2. The processor implemented method of claim 1, wherein each of the plurality of convolutional blocks comprises a convolutional neural network (CNN) layer followed by rectified linear activation unit (ReLu), and a first, a second and a fourth convolutional block from the plurality of convolutional blocks comprises a max-pool layer with a down-sampling factor of 2.

3. The processor implemented method of claim 1, wherein the fuzzy deep learning architecture perform steps of:

(i) obtaining a first subset of input features of each slice of the plurality of three-dimensional images for the first classification task from each intermediate convolutional block from the plurality of convolutional blocks;
(ii) obtaining a set of input features of each slice of the plurality of three-dimensional images for the first classification task by up-sampling and adding the first subset of input features to a second subset of input features of each slice of the plurality of three-dimensional images for the first classification task obtained from a previous block;
(iii) applying a corresponding feature from the set of input features of each slice of the plurality of three-dimensional images for the first classification task to each of the plurality of fuzzy layers;
(iv) performing a max-pool operation across each of the set of input features of each of the plurality of slices of the plurality of three-dimensional images to obtain a set of max-pool input features; and
(v) inputting the set of max-pool input features to a corresponding fully connected layer from a plurality of fully connected layers of the classification head followed by a sigmoid function to obtain a set of probabilities for each image from the plurality of three-dimensional images.

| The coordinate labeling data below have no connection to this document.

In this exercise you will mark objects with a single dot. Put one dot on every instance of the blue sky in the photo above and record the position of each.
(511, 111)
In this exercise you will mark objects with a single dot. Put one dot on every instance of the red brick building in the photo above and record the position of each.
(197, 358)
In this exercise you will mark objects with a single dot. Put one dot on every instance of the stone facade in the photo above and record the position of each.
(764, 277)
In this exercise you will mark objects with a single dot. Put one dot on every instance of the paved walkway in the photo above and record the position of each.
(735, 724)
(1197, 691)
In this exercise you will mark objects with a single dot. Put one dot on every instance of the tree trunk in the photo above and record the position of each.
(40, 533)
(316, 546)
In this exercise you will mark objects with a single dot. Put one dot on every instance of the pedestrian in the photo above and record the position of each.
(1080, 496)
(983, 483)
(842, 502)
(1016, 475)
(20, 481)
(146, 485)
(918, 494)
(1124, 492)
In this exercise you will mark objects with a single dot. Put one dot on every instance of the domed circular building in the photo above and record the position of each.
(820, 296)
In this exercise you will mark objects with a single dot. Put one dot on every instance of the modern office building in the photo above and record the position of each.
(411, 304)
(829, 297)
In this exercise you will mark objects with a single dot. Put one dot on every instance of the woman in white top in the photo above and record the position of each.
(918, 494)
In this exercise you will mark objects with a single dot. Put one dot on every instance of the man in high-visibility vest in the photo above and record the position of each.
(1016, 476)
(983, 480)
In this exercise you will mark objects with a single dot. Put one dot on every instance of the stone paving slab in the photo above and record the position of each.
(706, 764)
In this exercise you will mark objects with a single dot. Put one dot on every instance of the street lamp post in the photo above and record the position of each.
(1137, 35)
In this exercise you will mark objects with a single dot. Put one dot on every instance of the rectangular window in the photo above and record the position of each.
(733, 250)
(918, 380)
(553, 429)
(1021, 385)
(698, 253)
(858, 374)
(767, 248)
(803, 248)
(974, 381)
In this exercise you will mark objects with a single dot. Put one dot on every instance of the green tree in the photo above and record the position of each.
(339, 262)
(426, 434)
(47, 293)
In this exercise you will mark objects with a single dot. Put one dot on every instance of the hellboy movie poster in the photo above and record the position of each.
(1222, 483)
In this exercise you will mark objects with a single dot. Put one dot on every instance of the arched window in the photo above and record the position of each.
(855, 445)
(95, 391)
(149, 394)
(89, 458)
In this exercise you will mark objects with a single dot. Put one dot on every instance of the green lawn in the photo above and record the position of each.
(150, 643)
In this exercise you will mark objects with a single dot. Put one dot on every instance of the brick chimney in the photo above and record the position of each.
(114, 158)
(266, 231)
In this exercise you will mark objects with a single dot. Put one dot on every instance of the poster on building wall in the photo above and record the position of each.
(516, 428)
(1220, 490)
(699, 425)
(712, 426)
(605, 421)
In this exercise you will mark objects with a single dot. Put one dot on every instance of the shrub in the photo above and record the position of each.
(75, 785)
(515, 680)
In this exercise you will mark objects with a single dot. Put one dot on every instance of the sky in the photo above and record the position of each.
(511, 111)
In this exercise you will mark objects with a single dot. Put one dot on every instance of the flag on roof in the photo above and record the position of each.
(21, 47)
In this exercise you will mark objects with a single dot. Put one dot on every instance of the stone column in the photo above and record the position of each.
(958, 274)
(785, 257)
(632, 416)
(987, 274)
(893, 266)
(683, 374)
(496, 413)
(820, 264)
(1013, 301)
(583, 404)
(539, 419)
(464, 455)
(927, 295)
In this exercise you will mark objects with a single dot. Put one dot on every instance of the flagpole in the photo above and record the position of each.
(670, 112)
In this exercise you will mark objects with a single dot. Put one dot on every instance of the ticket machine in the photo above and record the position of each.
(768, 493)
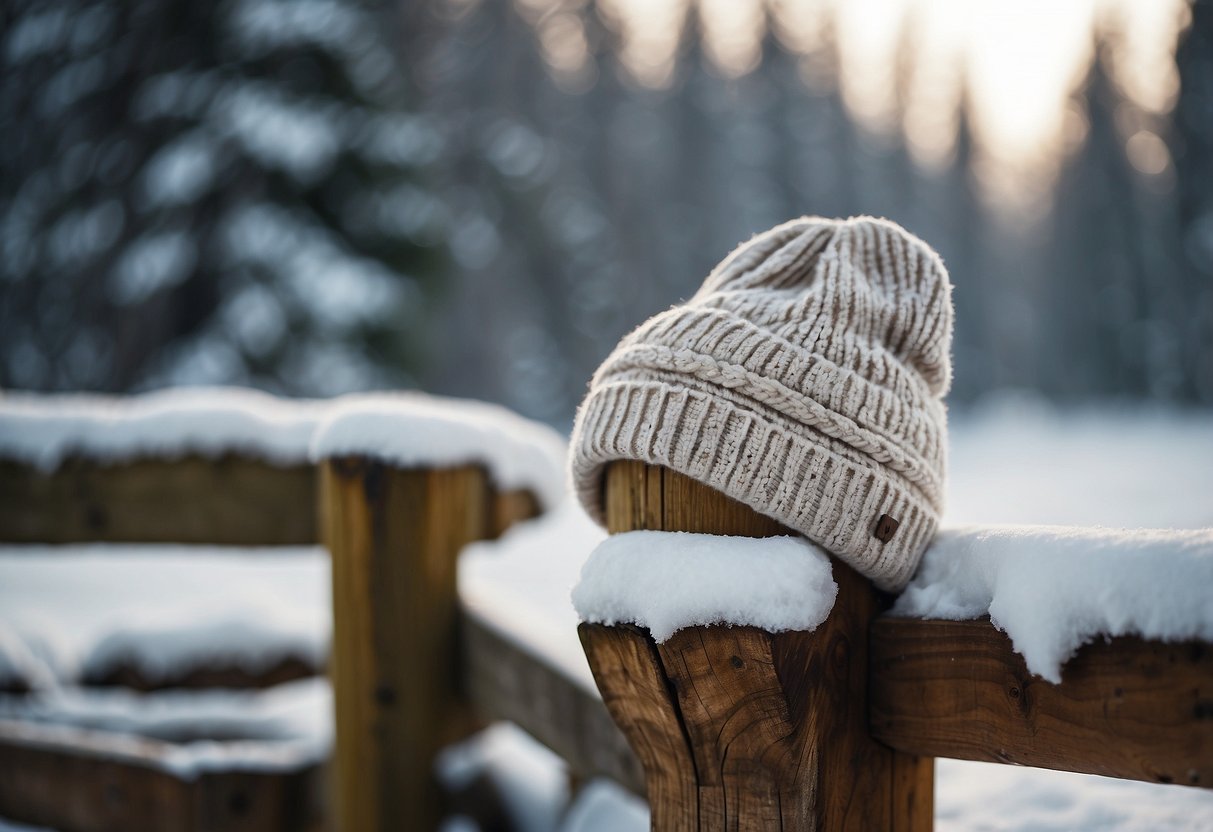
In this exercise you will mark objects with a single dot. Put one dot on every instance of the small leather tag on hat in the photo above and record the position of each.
(884, 529)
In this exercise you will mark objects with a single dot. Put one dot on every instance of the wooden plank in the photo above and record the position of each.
(505, 682)
(1126, 707)
(394, 536)
(91, 781)
(746, 729)
(229, 500)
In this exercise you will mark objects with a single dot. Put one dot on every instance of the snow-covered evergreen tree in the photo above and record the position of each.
(210, 192)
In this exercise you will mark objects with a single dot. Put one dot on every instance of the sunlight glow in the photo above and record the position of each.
(910, 66)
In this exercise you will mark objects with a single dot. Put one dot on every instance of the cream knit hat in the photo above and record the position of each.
(806, 380)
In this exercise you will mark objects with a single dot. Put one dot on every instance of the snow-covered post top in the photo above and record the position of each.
(736, 725)
(235, 466)
(405, 483)
(408, 429)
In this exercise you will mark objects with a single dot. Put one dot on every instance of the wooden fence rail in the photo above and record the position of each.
(719, 728)
(836, 729)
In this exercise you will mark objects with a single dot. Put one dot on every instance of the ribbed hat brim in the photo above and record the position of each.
(798, 477)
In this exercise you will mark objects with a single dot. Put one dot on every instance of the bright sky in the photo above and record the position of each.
(1021, 61)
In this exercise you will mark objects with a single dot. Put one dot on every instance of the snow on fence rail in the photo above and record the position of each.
(237, 467)
(742, 728)
(399, 485)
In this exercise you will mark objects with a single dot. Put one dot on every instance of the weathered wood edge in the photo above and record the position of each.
(227, 501)
(126, 782)
(504, 681)
(1126, 707)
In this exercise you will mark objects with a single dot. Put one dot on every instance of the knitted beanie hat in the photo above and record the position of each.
(806, 380)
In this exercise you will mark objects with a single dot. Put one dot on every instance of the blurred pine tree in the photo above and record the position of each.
(211, 192)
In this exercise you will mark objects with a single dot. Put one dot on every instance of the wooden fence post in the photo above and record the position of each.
(394, 535)
(739, 728)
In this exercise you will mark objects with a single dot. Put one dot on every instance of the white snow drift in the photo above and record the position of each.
(668, 580)
(1054, 588)
(404, 428)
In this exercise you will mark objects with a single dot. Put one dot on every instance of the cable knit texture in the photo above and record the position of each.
(806, 380)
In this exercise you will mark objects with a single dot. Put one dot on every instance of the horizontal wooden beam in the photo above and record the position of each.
(505, 681)
(91, 781)
(1125, 708)
(228, 501)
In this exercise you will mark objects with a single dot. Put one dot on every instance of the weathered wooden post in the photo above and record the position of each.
(742, 729)
(394, 535)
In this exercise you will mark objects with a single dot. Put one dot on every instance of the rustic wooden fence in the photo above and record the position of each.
(718, 728)
(393, 535)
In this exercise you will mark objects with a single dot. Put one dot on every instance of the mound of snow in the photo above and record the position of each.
(81, 610)
(415, 429)
(670, 580)
(45, 429)
(1054, 588)
(404, 428)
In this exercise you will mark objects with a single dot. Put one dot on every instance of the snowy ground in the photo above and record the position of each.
(60, 611)
(1011, 465)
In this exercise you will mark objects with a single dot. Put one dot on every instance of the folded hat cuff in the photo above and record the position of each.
(792, 476)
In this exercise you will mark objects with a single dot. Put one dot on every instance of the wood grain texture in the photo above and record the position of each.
(394, 536)
(741, 729)
(637, 695)
(1126, 707)
(505, 681)
(225, 501)
(91, 781)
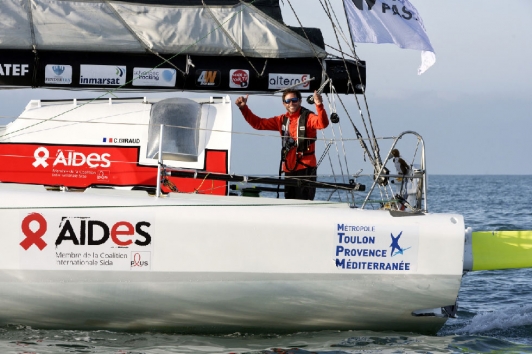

4. The processor implemented method of claim 3, wherein each of the plurality of fuzzy layers augments an incoming information to each corresponding feature in the set of input features, and wherein the incoming information is augmented by creating a set of input feature maps that are created by sorting a plurality of channels in descending order.

5. The processor implemented method of claim 1, wherein the plurality of fuzzy layers are one dimensional and two-dimensional based on type of a weighting vector.

6. The processor implemented method of claim 1, wherein the stopping criteria indicates a saturation in classification performance of the fuzzy deep learning architecture.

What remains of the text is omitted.